From the moment Hochman appears on stage as the 18-year-old Christopher, it is clear that the character is a tortured soul. He can’t connect with his peers (he calls Twitter “the mother of mental syphilis”) and instead idolizes depressed literary giants like Fyodor Dostoevsky and David Foster Wallace. “There’s so much that Christopher Dunn doesn’t have,” Hochman said. “Every night, when I step out of his shoes it’s really nice to, you know, live in the same city as my family. Even [to have] simple things like that.”
As for working with Parker, the experience has been even better than Hochman expected. “She might actually be a genius, for real, on more levels than just acting,” he said. “She offers me invaluable wisdom for acting and for life, and we make each other laugh and have a good time. ‘We sometimes encounter people, even perfect strangers, who sometimes begin to interest us somehow suddenly all at once before a word is spoken,’ is the Dostoevsky quote from the play. And that’s how we felt.”
Depicting the literature-obsessed student has inspired Hochman to read more himself. “I’ve been reading the books mentioned in the play for the last year and a half.
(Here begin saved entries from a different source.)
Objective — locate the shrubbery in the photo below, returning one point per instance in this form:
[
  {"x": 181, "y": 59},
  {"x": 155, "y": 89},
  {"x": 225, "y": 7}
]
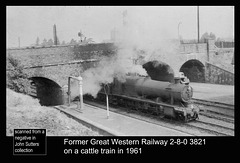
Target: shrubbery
[{"x": 17, "y": 80}]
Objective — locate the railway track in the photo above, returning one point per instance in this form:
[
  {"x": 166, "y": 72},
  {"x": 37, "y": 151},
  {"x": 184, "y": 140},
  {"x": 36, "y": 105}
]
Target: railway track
[
  {"x": 210, "y": 126},
  {"x": 217, "y": 108}
]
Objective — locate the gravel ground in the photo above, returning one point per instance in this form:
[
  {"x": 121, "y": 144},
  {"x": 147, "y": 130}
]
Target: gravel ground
[{"x": 26, "y": 113}]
It’s been a wonderful literary education, courtesy of Adam Rapp,” the actor said.“Light Years by James Salter messed me up. The end of that book is so beautiful, oh my god. I loved Franny & Zooey. I had never read it. Impossibly, I’d never read Catcher in the Rye. So I read that for the first time. I don’t know what that says about my schooling. And The Bell Jar I thought was amazing.”
Like many of those stories, The Sound Inside doesn’t exactly end on a happy note. The last scene is so sobering, in fact, that audiences often need a minute to catch their breath before breaking into applause. “That’s one of my favorite moments of the whole play,” Hochman said. “To get 1,000 people to sit in a dark room together and impose silence on them? That’s an accomplishment.”
While he is in no rush to move on to his next project after The Sound Inside’s final curtain at Studio 54 on January 12, Hochman has serious career ambitions. “I’d really love to sink my teeth into something like an excellent film, just a film that asks hard questions,” he said. He’s already wrapped two movies coming out next year (Critical Thinking and Let Him Go), and, in his free time, has been hunched over his vintage typewriter. “I’ve written four full length plays, to date, with each one maybe improving upon the last. I don’t know if any of those are producible, but I really enjoyed writing them,” he said. “I’m working on two new plays now, and I’ve been developing them for a little while. There’s a film script I’ve been working on for a while. We’ll see what happens with all that stuff.” When it comes to his future, he’s not limiting himself. “Ultimately, I’m interested in anything that is excellent and asks good questions and is worthwhile and entertaining and adds light into the world.”